Cloudflare’s Workers AI will include its own restrictions. It will not support customer-provided models, and only support Meta's Llama 2 7B and M2m100-1.2, OpenAI's Whisper, Hugging Face's Distilbert-sst-2-int8, Microsoft's Resnet-50, and Baai's bge-base-en-v1.5 models.

Cloudflare plans to add more models in the future, with the help of Hugging Face.

“You've got to start somewhere,” Engates said, seeing this approach as ensuring that “the basic use cases are up and running.”

But he expects the use cases to expand: “We're going to have to figure out some systems for managing the costs associated with hosting your own models and how those live in our cloud. I think caching is probably the biggest thing - how many places do you want the same model to live? How fast does it need to be available in these different locations?

“There will be customers that ask us for very specific things over time, and we'll have to figure out how to enable those. This was about trying to show people what's possible, and get it out there quickly. Then the team goes back to work and iterates for the next round of releases.”

The first wave

There’s enough demand for this first step into generative AI to support the initial roll-out, Engates said.

“People are all trying to experiment with what they're going to do with generative AI - I saw a number of people building their own chatbots right on top of Cloudflare’s Edge. Another person built a Google Translate-type system in 18 lines of code. The goal is just to make it as easy as possible for developers to try things out and get them up and running. It's early days and a lot of these things are still in beta mode.”

But he hopes that Workers AI will move beyond experimentation and allow new projects to come out of the infrastructure, with the ‘build it and they will come’ mentality that Edge proponents have often hoped for.

“I imagine very soon these will mature and turn into things that people will rely on every day with very, very strict SLAs around uptime and performance,” he said. “We have to get it out there for people to tell us what they want.”

Engates is hopeful that the market feedback will point to something transformative, akin to the key technological leaps of times past.

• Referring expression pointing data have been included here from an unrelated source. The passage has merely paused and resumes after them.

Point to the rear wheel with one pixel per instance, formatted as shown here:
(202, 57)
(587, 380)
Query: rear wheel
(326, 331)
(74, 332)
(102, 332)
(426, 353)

“It reminds me of these big inflection points in our lifetime,” he said. “My career goes all the way back: When I started in the early ‘90s, the Internet was new. I started an ISP right out of university, and I left to go help start Rackspace as the CTO for almost 18 years.

“The next big inflection was mobile, and then the next one was cloud. Now we're here with AI, and it seems to me almost bigger than the others combined. It's taking advantage of all of them and it's building on them to launch this new thing.”

A new network

It’s hard to say just how profound this moment is.

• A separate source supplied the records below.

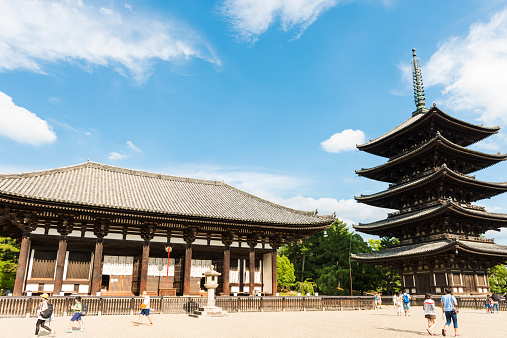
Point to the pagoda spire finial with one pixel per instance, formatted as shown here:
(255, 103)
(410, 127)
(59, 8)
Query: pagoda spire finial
(419, 99)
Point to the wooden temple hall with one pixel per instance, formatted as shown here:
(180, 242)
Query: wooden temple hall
(93, 228)
(429, 171)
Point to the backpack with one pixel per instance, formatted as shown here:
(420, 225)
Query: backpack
(46, 314)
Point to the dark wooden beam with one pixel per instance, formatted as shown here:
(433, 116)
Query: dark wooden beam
(60, 264)
(97, 267)
(186, 272)
(144, 267)
(23, 258)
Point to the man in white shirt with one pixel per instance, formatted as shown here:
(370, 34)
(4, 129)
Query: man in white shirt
(145, 309)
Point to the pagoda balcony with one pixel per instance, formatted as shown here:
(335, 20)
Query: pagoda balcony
(415, 208)
(444, 236)
(472, 207)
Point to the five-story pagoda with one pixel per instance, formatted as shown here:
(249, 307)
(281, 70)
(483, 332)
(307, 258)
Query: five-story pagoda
(438, 227)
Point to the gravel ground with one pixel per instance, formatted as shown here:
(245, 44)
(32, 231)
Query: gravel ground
(378, 323)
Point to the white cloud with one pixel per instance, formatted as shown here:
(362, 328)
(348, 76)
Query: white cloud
(133, 147)
(34, 32)
(344, 141)
(114, 156)
(347, 210)
(23, 126)
(473, 71)
(249, 19)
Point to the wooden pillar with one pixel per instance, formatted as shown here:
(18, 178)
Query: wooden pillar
(60, 264)
(273, 271)
(22, 262)
(252, 270)
(188, 267)
(227, 267)
(97, 267)
(144, 267)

There’s a possibility that the bubble bursts and Cloudflare will have to curb any wider ambitions and repurpose the GPUs for other applications, including its ongoing efforts to use AI to make its network smarter.

Then there’s the possibility that the concept lives up to the hype - that every business runs its own model (or at least version of a model), and every person regularly converses with an instantaneous virtual assistant over voice or even video.

That could require a shift-change in the scale at which Cloudflare will have to operate. It may require more capacity than can be provided at the smaller or more telco-focused data centers it often frequents, necessitating more wholesale deployments and bigger Edge deployments.

“Within Cloudflare, there are different layers of what we consider Edge. There's the Edge that's inside of a cabinet in somebody else's data center, versus larger infrastructure in places like New York that have considerable populations,” Engates said.

“Cloudflare’s network is going to evolve and change over time - this is a living, breathing, thing,” he said. “We've invested in people that really understand the hyperscale market very well, our teams are growing in terms of being able to innovate in that context.

“It’s all so that we can become the foundation for all this cool stuff that we think is coming.”